Intel Embracing AI in Israel
We’ve looked at the recent investments the public and private sectors have been making in AI in this space before -- investments in everything from healthcare applications and preventative maintenance to self-driving vehicles. When all is said and done, however, the AI revolution is being fueled by one thing – data. The data-center business is booming, and many of the large chip developers are investing in AI to adapt to the changing landscape. Intel, for example, just purchased Israel-based AI processor firm Habana Labs for $2 billion – another in a series of acquisitions that point to the tech giant’s increasing reliance on AI to drive revenue streams as PC sales continue to dwindle.
Habana joins other startups and like Movidius, Nervana and Altera in Intel’s portfolio of recently acquired AI-related companies. Intel anticipates the AI chip market to grow to approximately $25 billion by 2024, a projection backed up by industry forecasts. The company has seen its own AI-driven revenue exceed $3.5 billion, representing more than a 20% increase from 2018. Each acquisition specializes in a different area of the expanding AI chip market – for its part, Habana specializes in designing chips for the kind of deep learning systems and applications that are currently being run in big data centers.
“What we hear from our customers is that there’s a heterogonous set of needs,” according to Navin Shenoy, head of Intel’s Data Center Group. “The market opportunities are significant and large enough that we can build out a specialized portfolio to go solve those problems and do it in a way that customers feel good about and respond well to.”

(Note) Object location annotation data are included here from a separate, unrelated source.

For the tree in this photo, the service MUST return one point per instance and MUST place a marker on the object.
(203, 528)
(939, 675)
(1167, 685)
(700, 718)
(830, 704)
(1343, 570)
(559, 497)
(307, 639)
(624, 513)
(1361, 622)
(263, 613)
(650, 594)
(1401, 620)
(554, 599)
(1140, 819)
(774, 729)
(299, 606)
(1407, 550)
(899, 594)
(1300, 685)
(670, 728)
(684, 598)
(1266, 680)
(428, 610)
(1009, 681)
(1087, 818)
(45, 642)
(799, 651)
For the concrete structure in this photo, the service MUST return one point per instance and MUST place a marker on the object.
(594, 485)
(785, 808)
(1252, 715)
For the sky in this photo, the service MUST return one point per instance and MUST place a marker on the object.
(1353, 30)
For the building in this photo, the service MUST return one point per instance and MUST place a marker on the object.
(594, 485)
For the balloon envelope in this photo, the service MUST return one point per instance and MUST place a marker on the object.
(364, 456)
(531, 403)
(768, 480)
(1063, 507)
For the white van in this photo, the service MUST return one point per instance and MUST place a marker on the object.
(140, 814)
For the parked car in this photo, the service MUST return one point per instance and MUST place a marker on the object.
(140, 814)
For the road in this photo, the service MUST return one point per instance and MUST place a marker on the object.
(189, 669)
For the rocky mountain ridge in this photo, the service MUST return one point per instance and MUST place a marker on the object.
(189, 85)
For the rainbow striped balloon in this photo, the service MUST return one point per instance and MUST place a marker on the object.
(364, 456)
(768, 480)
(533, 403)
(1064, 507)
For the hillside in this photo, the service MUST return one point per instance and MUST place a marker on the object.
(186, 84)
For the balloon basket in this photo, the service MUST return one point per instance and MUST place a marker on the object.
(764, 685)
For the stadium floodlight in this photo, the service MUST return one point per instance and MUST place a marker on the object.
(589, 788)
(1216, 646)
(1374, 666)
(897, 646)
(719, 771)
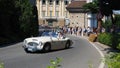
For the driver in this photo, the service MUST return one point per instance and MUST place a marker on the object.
(60, 35)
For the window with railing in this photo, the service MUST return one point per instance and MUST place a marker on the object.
(66, 2)
(57, 13)
(43, 13)
(50, 13)
(57, 2)
(50, 2)
(43, 2)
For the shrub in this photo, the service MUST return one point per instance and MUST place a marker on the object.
(113, 60)
(92, 37)
(105, 38)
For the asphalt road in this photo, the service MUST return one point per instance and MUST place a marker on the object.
(81, 55)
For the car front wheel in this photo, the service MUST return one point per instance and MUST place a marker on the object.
(47, 47)
(67, 44)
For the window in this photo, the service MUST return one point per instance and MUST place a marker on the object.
(66, 15)
(66, 2)
(43, 2)
(43, 13)
(50, 13)
(57, 2)
(50, 2)
(57, 13)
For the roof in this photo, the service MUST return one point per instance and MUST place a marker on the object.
(76, 4)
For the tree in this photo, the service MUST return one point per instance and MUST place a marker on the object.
(92, 6)
(27, 19)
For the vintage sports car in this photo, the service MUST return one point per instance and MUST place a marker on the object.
(48, 41)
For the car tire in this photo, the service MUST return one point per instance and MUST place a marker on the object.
(47, 47)
(67, 45)
(26, 50)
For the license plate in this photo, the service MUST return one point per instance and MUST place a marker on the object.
(29, 49)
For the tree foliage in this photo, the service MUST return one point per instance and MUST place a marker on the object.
(18, 19)
(92, 6)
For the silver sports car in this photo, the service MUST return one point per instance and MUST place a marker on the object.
(48, 41)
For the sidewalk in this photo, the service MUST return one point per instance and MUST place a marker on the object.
(104, 49)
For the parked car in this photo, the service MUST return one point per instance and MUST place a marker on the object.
(48, 41)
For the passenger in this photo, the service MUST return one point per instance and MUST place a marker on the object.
(60, 35)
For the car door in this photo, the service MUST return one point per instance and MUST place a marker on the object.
(55, 43)
(62, 42)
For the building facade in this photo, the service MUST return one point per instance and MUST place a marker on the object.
(52, 12)
(78, 17)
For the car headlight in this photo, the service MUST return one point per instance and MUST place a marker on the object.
(25, 42)
(40, 43)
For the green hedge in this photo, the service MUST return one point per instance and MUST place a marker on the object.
(109, 39)
(105, 38)
(113, 60)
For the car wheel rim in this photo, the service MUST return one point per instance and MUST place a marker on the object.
(47, 48)
(67, 45)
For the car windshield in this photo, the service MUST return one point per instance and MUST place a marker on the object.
(33, 44)
(53, 34)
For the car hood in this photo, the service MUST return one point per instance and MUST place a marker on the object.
(38, 39)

Habana debuted its new Gaudi AI training processor over the summer, a processor the company claims can provide processing speeds roughly equivalent to those provided by competing products from Intel competitors like Nvidia. In March, Nvidia won a bidding war with Intel and Microsoft (among others) over another Israel-based chip manufacturer, Mellanox. Nvidia ended up committing almost $7 billion to purchase the communications and networking outfit, which was itself founded by several former Intel executives. The same former execs founded Galileo Technology, which was sold to Marvell Technology Group back in 2000 for approx. $2.8 billion.

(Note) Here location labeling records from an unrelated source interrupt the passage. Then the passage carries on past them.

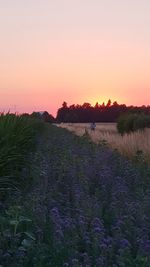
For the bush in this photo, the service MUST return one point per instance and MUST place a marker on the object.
(132, 122)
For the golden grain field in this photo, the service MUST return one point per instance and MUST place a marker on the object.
(127, 144)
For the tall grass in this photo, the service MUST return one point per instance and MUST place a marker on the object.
(17, 140)
(128, 144)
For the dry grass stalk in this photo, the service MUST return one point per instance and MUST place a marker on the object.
(127, 144)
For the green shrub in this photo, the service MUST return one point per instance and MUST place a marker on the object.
(17, 140)
(132, 122)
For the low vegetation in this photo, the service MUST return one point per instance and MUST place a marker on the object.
(17, 140)
(88, 207)
(85, 206)
(132, 122)
(129, 144)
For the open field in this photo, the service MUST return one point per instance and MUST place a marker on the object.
(128, 144)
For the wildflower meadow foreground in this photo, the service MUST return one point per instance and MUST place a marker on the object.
(87, 206)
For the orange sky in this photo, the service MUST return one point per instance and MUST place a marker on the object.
(77, 52)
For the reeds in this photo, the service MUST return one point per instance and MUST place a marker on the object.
(17, 139)
(128, 144)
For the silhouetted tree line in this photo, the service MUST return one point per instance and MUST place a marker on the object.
(98, 113)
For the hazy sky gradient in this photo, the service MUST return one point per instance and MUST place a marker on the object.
(73, 50)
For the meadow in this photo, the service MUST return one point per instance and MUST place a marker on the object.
(86, 206)
(128, 145)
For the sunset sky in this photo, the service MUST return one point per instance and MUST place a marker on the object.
(73, 50)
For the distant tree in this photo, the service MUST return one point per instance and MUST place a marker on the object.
(64, 104)
(108, 103)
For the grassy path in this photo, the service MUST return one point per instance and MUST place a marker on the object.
(89, 207)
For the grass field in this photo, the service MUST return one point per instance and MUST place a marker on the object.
(128, 144)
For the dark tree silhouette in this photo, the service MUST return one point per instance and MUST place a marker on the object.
(98, 113)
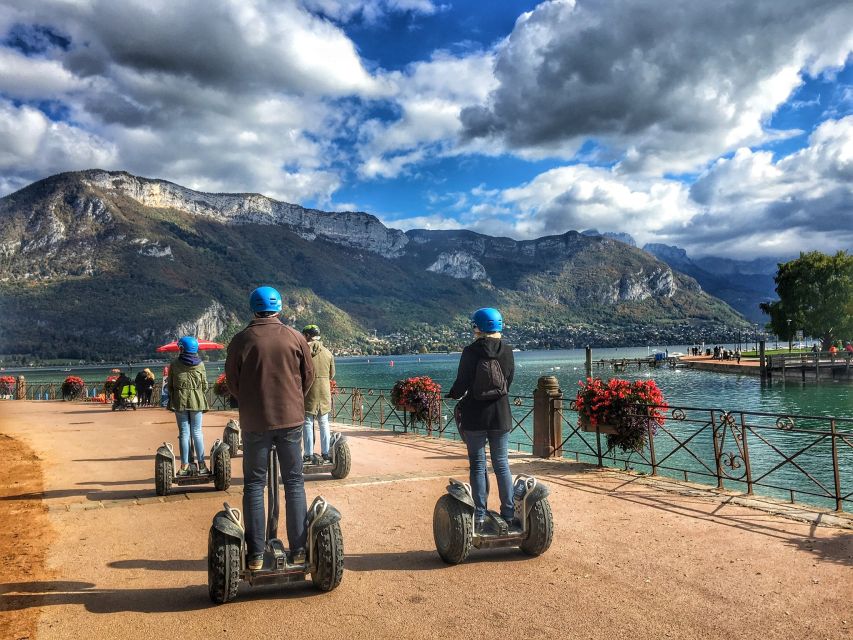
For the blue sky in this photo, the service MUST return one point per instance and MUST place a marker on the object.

Habana will continue to function independently while reporting to Intel’s data platform group, and the company’s chairman, Avigdor Willenz, will remain in that role, while also serving a senior advisor to Intel. The acquisition of Habana increases Intel’s already substantial presence in Israel, including headquartering the company’s automotive technology division, which was relocated to Israel after Intel purchased autonomous and assisted-driving firm Mobileye in 2017 for $15 billion.
What does all this investment in AI-related technology mean for the future of the industry? When most of the big chip makers were still in their latent stages, the industry’s overriding vision was to put a personal computer in every home or office in America, and eventually, the world. In 2019, that vision is now a reality, so much so that almost everyone carries a PC around with them in their pocket or purse all day, every day. Now, those same chip makers are telling the world, through their investments, where they think the industry is heading – and that destination is the union of AI and big data. The era of personal computers and consumer electronics driving the industry may be drawing to a close… and the age of artificial intelligence may be just beginning.